Research  ·  Working Paper  ·  WP-03 · 2026

Two-Envelope Problems in Lithic Moral-Weight Estimation.

A structural difficulty in comparing welfare across populations whose intrinsic moral weights are subject to deep uncertainty, and three partial mitigations.

Abstract

When credences about per-entity moral weight are themselves probability distributions, the "expected" welfare comparison across populations becomes sensitive to framing in ways that resemble the classical two-envelope paradox. We document the structure of this dependence in the lithic case, show that different framings yield estimates that differ by many orders of magnitude, and propose three partial mitigations. We do not claim to resolve the paradox.

Key claims

  • The choice of unit (per-kg, per-rock, per-mole-of-mineral) materially changes which population dominates in expected value. None of these choices is privileged on first-principles grounds.
  • Our headline RAPD figure is reported under one such framing, made explicit in this paper.
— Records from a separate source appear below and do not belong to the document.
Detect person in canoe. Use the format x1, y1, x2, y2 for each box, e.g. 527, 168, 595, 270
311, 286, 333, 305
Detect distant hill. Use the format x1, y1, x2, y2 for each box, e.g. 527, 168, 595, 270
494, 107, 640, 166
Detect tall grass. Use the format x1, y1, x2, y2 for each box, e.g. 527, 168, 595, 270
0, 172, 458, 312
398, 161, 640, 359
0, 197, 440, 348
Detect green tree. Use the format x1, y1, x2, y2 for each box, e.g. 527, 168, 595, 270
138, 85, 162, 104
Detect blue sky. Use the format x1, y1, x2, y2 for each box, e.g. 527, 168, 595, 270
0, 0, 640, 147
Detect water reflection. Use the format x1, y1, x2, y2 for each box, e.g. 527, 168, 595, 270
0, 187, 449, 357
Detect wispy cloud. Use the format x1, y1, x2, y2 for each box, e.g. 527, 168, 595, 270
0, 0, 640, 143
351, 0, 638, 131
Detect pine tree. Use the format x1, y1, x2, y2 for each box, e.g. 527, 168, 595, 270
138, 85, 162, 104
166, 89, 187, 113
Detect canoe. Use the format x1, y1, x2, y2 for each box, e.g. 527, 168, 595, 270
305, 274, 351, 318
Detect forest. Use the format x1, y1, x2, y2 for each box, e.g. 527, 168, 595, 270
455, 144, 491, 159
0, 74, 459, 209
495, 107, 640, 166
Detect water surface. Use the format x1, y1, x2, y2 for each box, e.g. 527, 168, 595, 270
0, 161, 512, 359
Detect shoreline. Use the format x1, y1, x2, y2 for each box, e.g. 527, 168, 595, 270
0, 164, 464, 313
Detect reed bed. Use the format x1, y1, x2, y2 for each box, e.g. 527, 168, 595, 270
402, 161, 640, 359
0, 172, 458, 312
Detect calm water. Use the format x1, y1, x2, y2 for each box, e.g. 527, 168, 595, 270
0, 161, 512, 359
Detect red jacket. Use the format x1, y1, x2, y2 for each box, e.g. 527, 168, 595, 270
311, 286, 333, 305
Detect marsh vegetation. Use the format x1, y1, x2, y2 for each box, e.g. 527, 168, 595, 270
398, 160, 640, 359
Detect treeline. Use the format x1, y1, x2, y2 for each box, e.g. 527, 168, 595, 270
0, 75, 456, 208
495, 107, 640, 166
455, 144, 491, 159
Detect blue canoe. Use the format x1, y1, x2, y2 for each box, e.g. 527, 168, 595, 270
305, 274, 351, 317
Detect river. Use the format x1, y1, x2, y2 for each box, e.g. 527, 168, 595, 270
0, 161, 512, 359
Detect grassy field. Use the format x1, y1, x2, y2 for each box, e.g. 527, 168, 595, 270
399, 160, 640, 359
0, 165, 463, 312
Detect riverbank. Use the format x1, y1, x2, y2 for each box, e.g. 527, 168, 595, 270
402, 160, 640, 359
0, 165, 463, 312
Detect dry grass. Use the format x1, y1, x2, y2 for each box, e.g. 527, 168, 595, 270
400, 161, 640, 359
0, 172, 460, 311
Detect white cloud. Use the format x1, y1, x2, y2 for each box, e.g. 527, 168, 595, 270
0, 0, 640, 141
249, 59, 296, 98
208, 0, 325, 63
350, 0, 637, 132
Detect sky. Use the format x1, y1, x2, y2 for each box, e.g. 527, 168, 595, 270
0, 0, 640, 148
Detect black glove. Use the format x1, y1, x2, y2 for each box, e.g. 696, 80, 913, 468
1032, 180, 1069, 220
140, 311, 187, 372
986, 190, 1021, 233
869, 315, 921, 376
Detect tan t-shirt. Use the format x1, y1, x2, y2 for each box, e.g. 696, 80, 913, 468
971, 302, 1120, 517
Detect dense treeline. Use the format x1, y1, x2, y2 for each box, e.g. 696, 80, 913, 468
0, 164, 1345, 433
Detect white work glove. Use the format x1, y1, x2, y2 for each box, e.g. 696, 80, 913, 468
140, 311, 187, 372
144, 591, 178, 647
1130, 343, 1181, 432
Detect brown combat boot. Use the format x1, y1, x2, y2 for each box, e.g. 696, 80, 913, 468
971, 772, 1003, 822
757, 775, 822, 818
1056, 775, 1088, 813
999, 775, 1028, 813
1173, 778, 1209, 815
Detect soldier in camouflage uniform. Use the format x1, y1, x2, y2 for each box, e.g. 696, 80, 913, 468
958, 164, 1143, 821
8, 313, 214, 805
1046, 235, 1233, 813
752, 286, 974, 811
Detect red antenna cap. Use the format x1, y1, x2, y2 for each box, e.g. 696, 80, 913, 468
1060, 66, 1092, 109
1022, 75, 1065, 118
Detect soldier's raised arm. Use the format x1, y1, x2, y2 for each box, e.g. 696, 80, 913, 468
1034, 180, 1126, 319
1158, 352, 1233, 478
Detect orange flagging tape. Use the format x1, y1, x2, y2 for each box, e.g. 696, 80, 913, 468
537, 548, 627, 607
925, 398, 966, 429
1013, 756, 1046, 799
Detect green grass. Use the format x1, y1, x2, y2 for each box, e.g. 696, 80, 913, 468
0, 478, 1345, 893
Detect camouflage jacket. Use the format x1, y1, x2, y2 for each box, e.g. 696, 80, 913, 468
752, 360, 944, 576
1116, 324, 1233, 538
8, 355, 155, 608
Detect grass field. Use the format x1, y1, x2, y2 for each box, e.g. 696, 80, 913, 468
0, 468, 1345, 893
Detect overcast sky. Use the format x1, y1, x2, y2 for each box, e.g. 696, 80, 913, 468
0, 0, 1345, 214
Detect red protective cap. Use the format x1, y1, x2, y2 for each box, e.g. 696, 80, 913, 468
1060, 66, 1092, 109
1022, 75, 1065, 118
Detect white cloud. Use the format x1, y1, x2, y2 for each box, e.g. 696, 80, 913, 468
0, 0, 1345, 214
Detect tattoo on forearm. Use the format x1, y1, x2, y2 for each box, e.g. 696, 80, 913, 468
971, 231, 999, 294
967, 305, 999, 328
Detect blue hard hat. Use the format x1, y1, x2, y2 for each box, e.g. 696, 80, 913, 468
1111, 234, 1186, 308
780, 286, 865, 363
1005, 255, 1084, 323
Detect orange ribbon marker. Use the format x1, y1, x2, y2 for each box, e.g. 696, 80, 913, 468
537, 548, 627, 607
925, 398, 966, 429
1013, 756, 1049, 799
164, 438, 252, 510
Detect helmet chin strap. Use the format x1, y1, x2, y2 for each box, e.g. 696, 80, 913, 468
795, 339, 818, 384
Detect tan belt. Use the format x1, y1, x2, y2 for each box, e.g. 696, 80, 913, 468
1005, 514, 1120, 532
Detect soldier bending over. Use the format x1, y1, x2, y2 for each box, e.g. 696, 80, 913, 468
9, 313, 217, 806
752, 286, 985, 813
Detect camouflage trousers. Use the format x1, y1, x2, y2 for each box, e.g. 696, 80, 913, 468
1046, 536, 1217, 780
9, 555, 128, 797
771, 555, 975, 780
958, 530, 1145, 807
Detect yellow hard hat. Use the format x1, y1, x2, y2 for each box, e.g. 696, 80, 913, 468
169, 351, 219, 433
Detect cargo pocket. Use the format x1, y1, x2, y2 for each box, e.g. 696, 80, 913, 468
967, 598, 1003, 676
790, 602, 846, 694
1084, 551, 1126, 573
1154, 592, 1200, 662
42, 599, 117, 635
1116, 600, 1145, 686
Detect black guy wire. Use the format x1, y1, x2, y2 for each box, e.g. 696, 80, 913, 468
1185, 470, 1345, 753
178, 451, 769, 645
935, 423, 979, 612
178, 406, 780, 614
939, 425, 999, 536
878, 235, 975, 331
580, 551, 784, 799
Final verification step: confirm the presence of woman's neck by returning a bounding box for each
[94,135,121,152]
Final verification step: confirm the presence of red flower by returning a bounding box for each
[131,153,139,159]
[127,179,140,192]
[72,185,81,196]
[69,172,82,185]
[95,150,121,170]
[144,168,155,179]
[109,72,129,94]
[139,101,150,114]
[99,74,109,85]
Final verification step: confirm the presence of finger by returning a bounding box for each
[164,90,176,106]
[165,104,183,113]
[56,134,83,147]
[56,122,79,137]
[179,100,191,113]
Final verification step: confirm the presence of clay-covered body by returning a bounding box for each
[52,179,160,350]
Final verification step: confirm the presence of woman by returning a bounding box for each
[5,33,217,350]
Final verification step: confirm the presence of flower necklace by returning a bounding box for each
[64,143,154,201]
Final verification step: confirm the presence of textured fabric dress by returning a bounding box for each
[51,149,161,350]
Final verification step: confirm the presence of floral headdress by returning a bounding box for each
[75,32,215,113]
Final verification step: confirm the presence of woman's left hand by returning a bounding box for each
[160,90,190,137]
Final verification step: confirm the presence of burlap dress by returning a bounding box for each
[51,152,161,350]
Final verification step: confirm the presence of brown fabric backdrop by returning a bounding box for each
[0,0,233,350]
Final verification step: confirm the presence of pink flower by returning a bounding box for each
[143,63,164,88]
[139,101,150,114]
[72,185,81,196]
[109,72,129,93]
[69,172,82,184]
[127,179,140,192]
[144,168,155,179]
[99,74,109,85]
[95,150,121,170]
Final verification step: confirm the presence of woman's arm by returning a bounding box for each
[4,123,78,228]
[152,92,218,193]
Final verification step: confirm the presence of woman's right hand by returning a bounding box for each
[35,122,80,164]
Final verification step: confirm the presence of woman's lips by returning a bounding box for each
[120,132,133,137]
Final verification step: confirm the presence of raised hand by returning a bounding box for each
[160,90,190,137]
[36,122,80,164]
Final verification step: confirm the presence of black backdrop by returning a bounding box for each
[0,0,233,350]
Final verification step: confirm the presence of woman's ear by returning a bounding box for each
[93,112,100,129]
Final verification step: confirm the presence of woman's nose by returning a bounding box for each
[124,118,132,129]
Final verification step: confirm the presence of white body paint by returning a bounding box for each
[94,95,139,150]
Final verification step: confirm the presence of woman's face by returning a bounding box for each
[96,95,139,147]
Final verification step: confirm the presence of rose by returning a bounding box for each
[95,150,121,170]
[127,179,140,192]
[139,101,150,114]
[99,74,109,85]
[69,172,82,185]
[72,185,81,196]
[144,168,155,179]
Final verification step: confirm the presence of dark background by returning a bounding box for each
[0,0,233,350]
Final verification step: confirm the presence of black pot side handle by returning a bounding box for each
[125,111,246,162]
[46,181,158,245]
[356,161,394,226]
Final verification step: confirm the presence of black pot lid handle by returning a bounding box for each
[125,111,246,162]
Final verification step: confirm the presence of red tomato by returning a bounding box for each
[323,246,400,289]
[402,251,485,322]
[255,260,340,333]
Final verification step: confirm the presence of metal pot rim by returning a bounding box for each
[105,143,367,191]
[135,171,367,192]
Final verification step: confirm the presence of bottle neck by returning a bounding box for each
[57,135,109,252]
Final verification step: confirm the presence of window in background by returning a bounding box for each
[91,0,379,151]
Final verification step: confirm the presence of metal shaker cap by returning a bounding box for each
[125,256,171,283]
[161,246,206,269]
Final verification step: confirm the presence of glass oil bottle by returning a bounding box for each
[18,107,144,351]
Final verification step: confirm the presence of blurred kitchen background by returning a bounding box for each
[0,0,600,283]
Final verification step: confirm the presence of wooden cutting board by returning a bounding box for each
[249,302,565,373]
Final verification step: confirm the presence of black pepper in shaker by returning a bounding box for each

Under at least two alternative framings, the figure is unbounded; under at least one, it is modest.
  • The honest reading is that the case for lithic welfare research is robust under most framings, but the magnitude of the cost-effectiveness claim is not.

Proposed mitigations

  1. Report results under multiple framings simultaneously, with the framing-dependence visible to readers.
  2. Treat large divergences across framings as evidence of model fragility, not of cause-area dominance.
  3. Apply a framing-sensitivity discount when communicating headline figures to non-specialist audiences.

We do not consider these mitigations adequate. We consider them the best that can presently be said. The full derivation behind the 4.2-million-rocks-per-dollar figure, and how it shifts under each alternative framing, appears in the body of the paper.